While this plot is fine, when multiple bars represent a breakdown of a total amount, it's more intuitive to stack the bars over each other. This is easy with the stacked=
argument.
ax = pacer_df.plot.bar(stacked=True)
ax.set_ylabel("Hydrant Counts")
This data supports all the same conclusions as before, and now one more thing is obvious: although there was stead growth in the number of hydrants over several decades, things seem to have leveled off more recently.
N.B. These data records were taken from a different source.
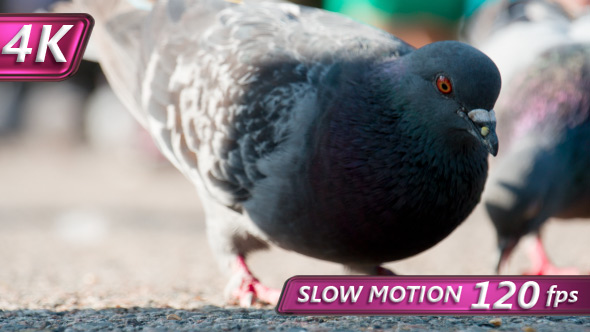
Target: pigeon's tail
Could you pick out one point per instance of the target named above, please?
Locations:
(116, 43)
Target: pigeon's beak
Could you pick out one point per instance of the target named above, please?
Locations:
(483, 127)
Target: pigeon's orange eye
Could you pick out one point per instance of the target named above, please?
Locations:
(444, 84)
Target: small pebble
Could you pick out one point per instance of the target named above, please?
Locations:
(496, 322)
(173, 317)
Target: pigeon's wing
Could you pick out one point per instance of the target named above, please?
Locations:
(226, 85)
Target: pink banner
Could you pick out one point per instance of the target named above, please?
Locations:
(449, 295)
(42, 47)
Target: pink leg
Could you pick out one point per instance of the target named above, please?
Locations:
(250, 289)
(541, 265)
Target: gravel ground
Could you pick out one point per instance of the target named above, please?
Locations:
(95, 241)
(222, 319)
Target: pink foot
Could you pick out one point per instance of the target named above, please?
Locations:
(382, 271)
(541, 265)
(250, 290)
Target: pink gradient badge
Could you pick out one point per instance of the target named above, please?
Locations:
(42, 47)
(449, 295)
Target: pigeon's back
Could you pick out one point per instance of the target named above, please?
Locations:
(217, 83)
(545, 127)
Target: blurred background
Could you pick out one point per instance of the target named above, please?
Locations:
(91, 215)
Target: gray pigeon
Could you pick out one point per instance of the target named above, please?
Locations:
(543, 169)
(305, 129)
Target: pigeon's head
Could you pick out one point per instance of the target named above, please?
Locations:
(451, 87)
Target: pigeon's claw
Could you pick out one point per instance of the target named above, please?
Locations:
(247, 290)
(541, 265)
(382, 271)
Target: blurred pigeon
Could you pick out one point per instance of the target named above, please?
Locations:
(306, 129)
(543, 169)
(513, 33)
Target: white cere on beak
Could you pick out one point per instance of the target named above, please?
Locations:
(481, 116)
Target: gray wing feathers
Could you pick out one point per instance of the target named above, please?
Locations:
(221, 82)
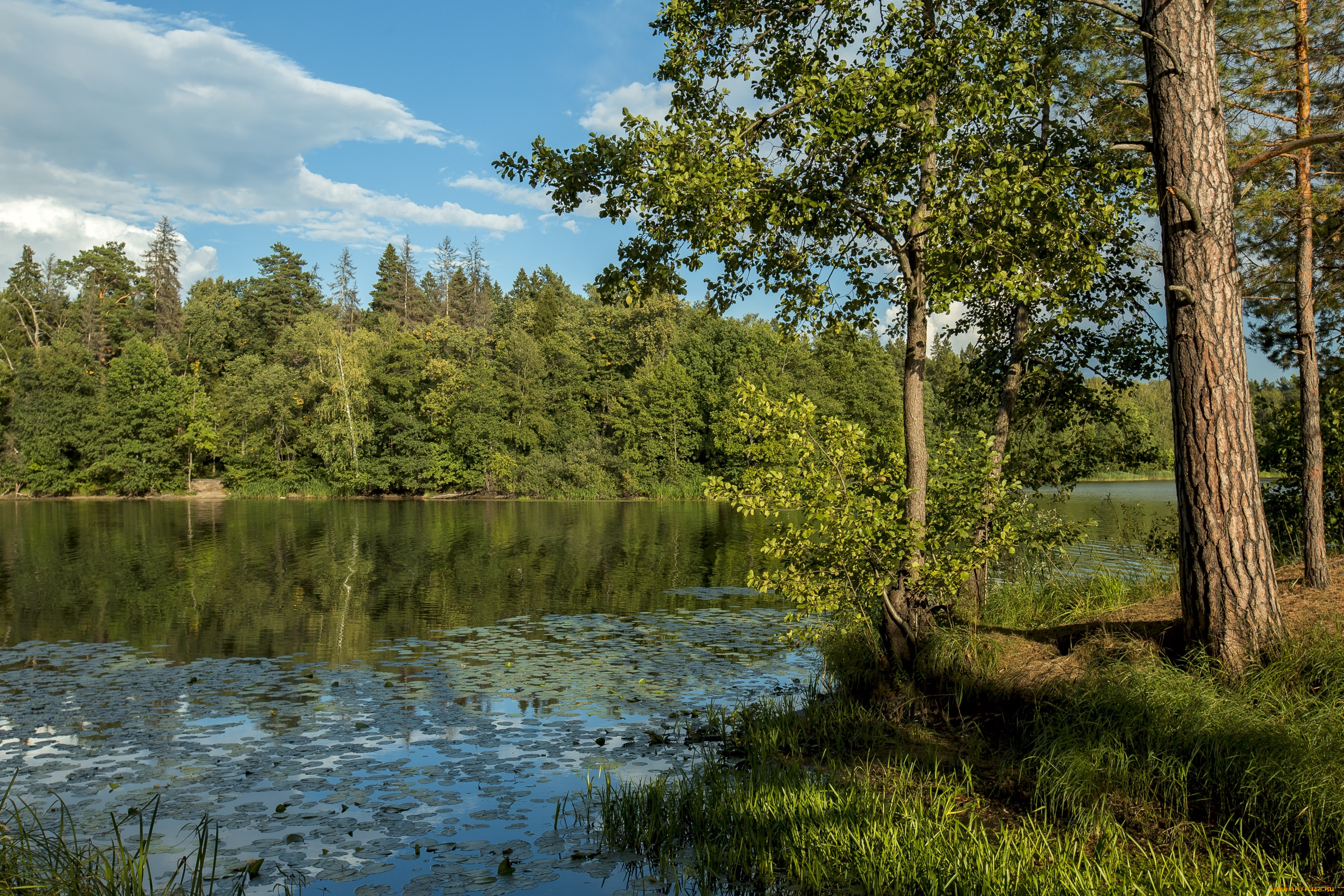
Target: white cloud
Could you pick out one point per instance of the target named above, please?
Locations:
(64, 230)
(112, 116)
(938, 324)
(605, 114)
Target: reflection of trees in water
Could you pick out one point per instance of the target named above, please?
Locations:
(333, 578)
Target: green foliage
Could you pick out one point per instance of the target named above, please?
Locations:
(843, 537)
(1262, 753)
(813, 805)
(281, 293)
(1281, 436)
(542, 391)
(42, 856)
(56, 413)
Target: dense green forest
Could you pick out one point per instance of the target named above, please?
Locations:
(447, 382)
Why? Further probing of the data might provide an answer. One explanation is that the 2000 decade contains 10 years, but we have a couple years left for the 10's. Perhaps this decade will still catch up.
After this reading, you should now be ready to create four types of plots: pie charts, scatter plots, line plots, and bar plots.
We saw that both line and bar plots can be created from either a single Series or a DataFrame. When created from a single Series, we end up with either a single line (for a line plot) or one set of bars (for a bar plot).
When we create from a DataFrame, we get multiple lines (one per column) for a line plot. And for a bar plot, we get multiple sets of bars. We can control whether those bars are vertical (with .bar) or horizontal (with .barh), as well as whether the bars are stacked or side-by-side.